Those who advocate this stance say that the only two indicators that matter are oil and property, and you can see their point. The Dubai Financial Market is tiny in comparison to the oil market. So far in December, the total value of shares traded on DFM in a very busy month has been Dh17 billion, a eye-blink for a crude broker.

The real estate market is not so big, of course, but it reaches far further into the everyday lives of citizens and residents, and has the ability – as was demonstrated cruelly in 2009 – to affect everything else if it goes wrong.

In contrast, apart from a few shock headlines, most people outside financial circles would hardly have noticed the swings of the DFM over recent weeks. Equity markets are certainly important, and play a central role in the growing financial sector in Dubai, but they do not have the same potential to spark crisis as oil and property.

Only in one extreme example has a fall in stock market prices and the oil price been followed by a collapse in property values and a general financial crisis, and that was in 2008-9. The DFM index peaked and began falling in late 2008, and nine months or so property prices began the slide all the way down to losses of as much as 60 per cent. Oil also fell dramatically, to near $40 a barrel by the end of the year.

However, that was against the backdrop of a global financial crisis unseen for more than 70 years and fears of a world recession, which as it turned out was very short-lived.
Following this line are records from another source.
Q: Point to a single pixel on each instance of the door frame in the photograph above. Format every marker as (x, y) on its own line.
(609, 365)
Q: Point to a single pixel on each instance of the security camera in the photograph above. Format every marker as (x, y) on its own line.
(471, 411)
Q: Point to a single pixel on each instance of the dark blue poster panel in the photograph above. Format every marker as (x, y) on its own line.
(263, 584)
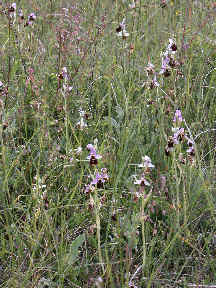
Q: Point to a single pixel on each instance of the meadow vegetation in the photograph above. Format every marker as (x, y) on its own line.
(108, 135)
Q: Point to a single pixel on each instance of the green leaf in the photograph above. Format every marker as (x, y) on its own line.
(74, 249)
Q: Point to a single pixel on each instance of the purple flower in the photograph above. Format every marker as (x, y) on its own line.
(100, 178)
(154, 82)
(121, 31)
(178, 135)
(142, 181)
(31, 19)
(93, 156)
(165, 66)
(172, 48)
(178, 116)
(146, 163)
(89, 188)
(191, 151)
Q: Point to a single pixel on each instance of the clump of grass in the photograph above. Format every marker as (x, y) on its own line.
(107, 117)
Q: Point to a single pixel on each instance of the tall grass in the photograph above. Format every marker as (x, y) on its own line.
(100, 215)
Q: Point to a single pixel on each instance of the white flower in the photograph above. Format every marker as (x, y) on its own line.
(146, 163)
(142, 181)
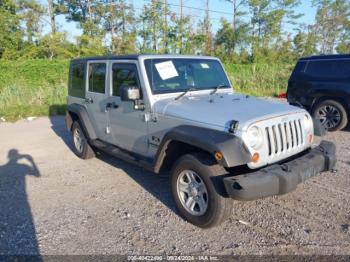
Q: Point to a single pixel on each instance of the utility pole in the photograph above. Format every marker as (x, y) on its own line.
(165, 26)
(181, 25)
(112, 25)
(207, 28)
(52, 16)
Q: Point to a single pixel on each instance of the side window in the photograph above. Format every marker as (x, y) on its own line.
(338, 69)
(77, 76)
(97, 77)
(124, 74)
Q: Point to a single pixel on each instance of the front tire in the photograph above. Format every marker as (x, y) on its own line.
(198, 191)
(332, 115)
(81, 146)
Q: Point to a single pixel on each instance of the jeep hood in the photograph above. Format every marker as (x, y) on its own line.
(219, 109)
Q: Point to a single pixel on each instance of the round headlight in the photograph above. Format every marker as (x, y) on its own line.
(308, 124)
(254, 137)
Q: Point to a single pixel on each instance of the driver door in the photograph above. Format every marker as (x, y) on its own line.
(128, 126)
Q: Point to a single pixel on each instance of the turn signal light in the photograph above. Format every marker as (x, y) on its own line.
(255, 157)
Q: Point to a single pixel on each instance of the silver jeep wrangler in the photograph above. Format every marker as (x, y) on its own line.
(179, 115)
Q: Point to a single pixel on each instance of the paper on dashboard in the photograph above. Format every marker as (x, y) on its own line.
(166, 70)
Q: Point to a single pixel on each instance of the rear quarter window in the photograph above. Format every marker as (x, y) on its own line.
(77, 79)
(298, 69)
(330, 69)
Those macro-factors are not present today. Sure, there are reasons to be cautious about global markets in 2015, with Russia, China and Europe the main clouds on the horizon. But these geopolitical risks are outside the control of Dubai policy-makers.

Despite the fact Dubai depends on oil for only a very small fraction of its income, the recent fall has the potential to worry the emirate, and its property market, in several ways. The removal of the “feel good factor”, the absence of property buyers from countries like Saudi Arabia and Russia, much more reliant on oil, and the tighter terms international financiers might offer Dubai proper developers.

Property prices in Dubai were beginning to flat-line well before the plunge in oil. Some experts believe they slipped by a few percentage points over the summer and autumn as new supply came on stream. The effect of recent falls in property prices will probably not be seen until early next year.

But it does not feel like 2009 all over again. With a series of measures introduced after that crash, the government has succeeded in virtually stamping out “flipping” altogether, and finance is harder to raise for speculative property buyers.

There is a lot of new supply coming on stream, but with the population forecast to grow by 50 per cent between now and 2020 there is also steady long-term flow of genuine demand to soak it all up.

Certainly buyers from oil-exporting countries whose livelihood is directly pegged to oil will be more cautious about where they invest, but the oil price fall has the effect of increasing the wealth of the majority of the world, who are oil consumers. Chinese, Indians and Europeans will be able to compensate for any shortfall in Saudi and Russian buyers.

In contrast to Dubai’s fevered equity markets, the real estate markets just seem more mature and better planned than at any time since foreigners were first allowed to buy in 2002. A couple of years of gentle growth would be a good thing.

External shocks – like the oil price – have the potential to throw even the best laid plans out of kilter, but policymakers should feel confident that they have done the best they can to ensure real estate does not again spark a systemic crisis.